The genetically engineered leaves did not grow; but the comparison enabled the scientists to discover dozens of proteins that were expressed in the normal plants but not in those with one-sided leaves. In further experiments, they looked for the functions of these proteins by creating a new series of genetically engineered plants, each producing a large quantity of one of the proteins. To their surprise, none of these proteins spurred leaf growth: Around half had no effect on leaf size, while the other half decreased it.
This finding seemed to throw a large bucket of cold water on their basic assumption that the majority of factors in a developing leaf would be pro-growth. To understand where they had gone wrong, the team focused on a group of proteins that were implicated in reducing leaf size, a family called TCP that regulates gene expression. Using a combination of genetic methods, the researchers created plants that did not produce any of the eight members of the TCP family. The result: a major improvement in leaf growth.
This finding led the scientists to the conclusion that the logic behind leaf growth is quite different from what they had originally thought. Growing appears to be the “default” setting for the leaf, so it does not require much prompting or regulation for it to happen; putting the brakes on growth, on the other hand, entails a number of different factors.

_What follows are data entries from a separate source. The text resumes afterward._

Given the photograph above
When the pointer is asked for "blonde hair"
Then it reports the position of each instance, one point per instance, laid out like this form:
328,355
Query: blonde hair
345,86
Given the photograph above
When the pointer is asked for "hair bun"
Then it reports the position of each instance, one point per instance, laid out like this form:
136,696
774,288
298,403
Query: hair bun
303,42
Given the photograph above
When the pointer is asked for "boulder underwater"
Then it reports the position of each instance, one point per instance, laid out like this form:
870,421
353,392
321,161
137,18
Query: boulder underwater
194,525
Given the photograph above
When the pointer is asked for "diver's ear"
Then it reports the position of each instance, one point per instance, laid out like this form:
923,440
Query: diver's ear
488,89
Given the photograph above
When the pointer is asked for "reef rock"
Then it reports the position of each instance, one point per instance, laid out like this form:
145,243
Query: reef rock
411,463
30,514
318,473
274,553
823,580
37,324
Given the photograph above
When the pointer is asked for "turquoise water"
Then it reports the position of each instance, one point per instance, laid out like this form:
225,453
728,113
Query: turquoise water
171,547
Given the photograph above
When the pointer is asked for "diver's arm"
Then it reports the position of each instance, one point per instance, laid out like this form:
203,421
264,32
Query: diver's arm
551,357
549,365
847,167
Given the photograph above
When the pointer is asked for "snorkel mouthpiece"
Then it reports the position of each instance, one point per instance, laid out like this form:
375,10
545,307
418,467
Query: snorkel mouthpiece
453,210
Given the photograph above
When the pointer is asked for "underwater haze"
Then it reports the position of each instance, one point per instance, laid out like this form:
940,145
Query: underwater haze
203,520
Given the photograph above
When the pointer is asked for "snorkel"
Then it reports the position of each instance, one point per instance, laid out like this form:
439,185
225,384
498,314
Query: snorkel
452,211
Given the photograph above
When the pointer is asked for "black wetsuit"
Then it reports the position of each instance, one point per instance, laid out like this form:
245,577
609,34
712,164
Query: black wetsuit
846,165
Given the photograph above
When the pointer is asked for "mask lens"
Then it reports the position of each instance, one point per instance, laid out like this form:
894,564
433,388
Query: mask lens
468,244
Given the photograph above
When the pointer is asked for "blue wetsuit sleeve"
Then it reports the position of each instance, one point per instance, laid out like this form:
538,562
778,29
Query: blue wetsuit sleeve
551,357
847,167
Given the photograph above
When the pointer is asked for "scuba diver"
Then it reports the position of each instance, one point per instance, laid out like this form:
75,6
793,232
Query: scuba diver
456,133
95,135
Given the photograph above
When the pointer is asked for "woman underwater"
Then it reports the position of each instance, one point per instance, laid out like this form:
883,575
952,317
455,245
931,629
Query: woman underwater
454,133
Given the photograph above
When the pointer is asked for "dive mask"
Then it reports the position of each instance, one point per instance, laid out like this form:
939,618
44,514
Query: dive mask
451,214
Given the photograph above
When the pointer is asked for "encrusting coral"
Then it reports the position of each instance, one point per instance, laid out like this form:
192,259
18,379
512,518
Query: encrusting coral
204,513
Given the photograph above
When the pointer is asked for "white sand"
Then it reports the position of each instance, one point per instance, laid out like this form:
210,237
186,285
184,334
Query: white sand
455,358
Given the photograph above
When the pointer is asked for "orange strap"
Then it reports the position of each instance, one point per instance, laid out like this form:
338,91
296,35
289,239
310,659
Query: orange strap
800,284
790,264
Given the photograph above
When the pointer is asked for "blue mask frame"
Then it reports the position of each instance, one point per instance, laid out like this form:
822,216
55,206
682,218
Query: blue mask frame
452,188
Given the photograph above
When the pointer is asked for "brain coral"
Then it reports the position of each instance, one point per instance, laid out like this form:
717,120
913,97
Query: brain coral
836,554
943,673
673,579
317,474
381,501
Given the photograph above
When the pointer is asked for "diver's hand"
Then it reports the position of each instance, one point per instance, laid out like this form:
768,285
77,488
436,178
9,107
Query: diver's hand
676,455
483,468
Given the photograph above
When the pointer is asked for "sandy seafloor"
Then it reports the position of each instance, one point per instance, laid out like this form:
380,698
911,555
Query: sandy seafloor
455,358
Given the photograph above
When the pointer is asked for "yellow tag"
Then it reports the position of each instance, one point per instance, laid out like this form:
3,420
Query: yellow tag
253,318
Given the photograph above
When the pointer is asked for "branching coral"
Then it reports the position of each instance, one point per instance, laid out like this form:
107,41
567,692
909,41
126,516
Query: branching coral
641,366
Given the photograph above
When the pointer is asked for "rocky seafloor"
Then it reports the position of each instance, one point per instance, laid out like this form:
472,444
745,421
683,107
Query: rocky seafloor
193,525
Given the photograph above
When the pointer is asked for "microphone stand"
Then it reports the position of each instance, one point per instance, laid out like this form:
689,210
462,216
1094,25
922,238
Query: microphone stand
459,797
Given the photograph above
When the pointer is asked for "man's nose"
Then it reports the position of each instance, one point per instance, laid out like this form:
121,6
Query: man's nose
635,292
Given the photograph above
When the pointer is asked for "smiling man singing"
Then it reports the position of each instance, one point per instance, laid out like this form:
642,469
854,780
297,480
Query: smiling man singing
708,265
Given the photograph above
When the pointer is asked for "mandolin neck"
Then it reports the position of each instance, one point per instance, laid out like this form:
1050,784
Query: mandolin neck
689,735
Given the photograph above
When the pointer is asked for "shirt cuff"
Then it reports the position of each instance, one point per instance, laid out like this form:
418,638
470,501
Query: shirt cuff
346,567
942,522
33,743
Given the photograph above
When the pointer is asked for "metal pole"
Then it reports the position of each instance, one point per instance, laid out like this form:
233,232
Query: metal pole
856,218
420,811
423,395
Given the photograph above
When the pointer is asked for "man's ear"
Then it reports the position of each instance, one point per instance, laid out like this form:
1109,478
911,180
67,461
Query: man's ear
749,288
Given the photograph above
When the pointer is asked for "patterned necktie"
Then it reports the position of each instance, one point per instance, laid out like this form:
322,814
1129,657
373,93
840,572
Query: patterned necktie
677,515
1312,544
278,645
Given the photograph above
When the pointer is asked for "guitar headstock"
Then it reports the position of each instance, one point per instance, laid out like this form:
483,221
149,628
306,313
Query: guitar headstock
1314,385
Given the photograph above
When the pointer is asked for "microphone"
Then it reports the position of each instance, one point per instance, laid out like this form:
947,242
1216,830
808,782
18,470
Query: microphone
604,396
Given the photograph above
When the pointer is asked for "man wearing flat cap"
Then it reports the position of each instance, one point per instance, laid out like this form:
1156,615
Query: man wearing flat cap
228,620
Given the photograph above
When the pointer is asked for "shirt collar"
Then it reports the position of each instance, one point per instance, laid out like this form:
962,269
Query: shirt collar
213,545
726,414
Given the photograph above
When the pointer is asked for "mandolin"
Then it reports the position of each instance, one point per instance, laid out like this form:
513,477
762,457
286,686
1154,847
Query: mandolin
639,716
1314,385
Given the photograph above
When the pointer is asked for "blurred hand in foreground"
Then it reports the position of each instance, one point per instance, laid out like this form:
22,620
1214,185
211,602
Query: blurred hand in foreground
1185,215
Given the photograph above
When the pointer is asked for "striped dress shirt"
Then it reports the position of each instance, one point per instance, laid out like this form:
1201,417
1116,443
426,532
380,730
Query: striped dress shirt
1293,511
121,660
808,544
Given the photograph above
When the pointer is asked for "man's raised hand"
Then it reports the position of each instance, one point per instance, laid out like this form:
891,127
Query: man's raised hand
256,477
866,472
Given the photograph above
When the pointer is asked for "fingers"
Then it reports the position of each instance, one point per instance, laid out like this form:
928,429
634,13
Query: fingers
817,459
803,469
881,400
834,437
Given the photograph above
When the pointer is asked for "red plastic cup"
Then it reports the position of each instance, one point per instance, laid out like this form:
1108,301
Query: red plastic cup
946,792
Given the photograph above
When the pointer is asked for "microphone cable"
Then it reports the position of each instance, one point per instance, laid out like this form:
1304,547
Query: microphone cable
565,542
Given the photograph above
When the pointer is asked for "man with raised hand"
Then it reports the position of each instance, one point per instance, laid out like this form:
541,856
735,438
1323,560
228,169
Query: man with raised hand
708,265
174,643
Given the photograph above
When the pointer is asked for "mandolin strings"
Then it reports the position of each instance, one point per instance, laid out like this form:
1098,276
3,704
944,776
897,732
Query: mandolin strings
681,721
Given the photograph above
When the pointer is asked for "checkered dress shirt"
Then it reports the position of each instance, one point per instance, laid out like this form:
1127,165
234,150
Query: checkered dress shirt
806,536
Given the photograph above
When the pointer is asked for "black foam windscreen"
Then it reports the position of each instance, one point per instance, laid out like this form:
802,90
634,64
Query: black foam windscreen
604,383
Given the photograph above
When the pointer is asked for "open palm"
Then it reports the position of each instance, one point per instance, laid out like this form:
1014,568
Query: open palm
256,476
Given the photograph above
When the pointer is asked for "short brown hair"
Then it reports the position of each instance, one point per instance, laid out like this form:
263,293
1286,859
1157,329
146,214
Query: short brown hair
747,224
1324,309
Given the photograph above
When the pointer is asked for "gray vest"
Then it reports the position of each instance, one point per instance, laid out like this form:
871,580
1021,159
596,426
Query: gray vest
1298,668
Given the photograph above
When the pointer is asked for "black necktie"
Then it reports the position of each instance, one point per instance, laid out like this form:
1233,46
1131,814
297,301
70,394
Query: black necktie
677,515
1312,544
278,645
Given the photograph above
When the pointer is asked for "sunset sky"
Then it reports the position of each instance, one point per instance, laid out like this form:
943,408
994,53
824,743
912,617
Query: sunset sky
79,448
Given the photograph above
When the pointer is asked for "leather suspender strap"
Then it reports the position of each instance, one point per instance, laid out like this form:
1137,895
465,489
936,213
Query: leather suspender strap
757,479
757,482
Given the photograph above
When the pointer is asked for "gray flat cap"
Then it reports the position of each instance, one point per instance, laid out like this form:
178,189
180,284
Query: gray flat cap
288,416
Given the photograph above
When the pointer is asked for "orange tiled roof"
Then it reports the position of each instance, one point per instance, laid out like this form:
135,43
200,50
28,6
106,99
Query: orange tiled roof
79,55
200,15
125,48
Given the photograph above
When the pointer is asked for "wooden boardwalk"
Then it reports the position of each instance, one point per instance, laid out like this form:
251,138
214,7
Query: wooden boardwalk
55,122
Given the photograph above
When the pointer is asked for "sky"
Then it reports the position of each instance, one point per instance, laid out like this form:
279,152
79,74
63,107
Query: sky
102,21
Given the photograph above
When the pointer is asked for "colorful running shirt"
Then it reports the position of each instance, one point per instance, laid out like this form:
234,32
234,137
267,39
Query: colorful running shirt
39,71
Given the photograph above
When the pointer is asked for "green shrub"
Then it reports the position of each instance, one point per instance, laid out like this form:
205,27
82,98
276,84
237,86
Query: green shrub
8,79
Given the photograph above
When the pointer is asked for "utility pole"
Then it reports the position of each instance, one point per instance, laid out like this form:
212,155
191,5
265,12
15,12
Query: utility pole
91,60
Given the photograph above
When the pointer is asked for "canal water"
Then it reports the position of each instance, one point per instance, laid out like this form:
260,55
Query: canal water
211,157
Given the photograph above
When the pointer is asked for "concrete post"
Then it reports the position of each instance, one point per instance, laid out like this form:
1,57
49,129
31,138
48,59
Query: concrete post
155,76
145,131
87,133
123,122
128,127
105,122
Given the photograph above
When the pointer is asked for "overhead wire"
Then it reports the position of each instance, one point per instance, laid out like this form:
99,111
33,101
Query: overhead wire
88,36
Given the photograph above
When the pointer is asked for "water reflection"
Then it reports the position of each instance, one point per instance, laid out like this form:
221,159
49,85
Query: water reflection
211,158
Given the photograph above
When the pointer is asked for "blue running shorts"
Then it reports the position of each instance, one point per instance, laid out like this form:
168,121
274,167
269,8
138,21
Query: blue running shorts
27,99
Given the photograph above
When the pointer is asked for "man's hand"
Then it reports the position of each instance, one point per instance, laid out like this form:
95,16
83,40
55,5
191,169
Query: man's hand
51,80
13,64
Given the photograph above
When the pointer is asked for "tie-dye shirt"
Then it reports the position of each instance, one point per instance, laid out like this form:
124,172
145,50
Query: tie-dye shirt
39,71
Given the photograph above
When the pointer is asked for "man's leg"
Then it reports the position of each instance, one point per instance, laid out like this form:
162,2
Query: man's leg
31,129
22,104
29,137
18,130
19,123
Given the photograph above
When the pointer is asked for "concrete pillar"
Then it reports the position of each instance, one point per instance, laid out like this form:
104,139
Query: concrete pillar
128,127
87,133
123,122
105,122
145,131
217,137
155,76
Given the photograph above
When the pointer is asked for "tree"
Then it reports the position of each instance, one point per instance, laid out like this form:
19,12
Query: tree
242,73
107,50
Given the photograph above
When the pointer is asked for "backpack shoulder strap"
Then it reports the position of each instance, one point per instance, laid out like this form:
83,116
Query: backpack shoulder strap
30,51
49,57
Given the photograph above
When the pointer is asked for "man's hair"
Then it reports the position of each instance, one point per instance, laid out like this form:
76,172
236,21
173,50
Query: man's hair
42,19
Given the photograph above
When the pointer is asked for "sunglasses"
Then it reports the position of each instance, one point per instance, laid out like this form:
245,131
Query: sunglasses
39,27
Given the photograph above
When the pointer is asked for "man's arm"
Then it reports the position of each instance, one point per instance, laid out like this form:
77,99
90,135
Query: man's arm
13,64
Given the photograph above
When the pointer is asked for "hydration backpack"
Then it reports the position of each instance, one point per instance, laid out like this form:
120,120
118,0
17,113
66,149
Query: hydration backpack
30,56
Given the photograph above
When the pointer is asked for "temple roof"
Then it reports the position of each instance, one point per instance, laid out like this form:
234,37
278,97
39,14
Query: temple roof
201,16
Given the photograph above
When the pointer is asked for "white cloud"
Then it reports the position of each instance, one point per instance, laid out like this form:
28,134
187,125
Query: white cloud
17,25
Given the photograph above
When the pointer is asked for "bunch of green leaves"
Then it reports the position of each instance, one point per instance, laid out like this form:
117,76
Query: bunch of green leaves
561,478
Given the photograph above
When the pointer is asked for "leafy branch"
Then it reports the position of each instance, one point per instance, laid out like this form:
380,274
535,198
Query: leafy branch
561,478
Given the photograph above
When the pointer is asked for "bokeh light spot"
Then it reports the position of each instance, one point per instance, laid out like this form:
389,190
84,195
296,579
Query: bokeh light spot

This is necessary, in part, because it can take weeks or months for a leaf to grow and, during that time, any number of environmental factors can change. Lack of water or a rise in temperature, for example, can activate the brakes on growth. (That is why, in arid, subtropical regions like those of Israel, many wild plants sprout big leaves in the winter and small leaves in the summer.)
In a follow-up study that appeared in
Developmental Cell, Efroni and Eshed discovered how the orders to halt leaf growth are carried out. The scientists suspected that a plant hormone called cytokinin was involved. Cytokinin had previously been known to encourage cell division but hinder differentiation. The researchers sprayed the hormone on the leaves of plants that had been genetically engineered to produce a larger-than-normal amount of TCPs, and found that these leaves did not respond to the hormone and thus did not grow larger.
In other words, the TCPs reduced the sensitivity of the leaves to the growth-promoting hormone. How do they do this? In an experiment conducted together with a research group from Pennsylvania, Eshed and his team revealed the active mechanisms in detail. To carry out their duties, TCPs recruit the help of another protein – one that exposes certain areas of the genetic sequence so that the process of gene expression can begin. One gene that gets exposed in this way reduces the sensitivity of the plant to cytokinin; the TCP-protein partnership increases the expression of the gene. This system turns out to be quite flexible, enabling a range of leaf sizes within the proscribed limits. It can be activated at various stages in leaf development, so that the later the braking mechanism is deployed, the larger the leaf.
More than revealing a mechanism for regulating plant size, says Eshed, these studies have granted researchers a peek into the basic principles that guide development. They have shown that those principles can sometimes go against the instincts of even the most experienced scientific researchers.
Prof. Yuval Eshed is the incumbent of the Jacques Mimran Professorial Chair.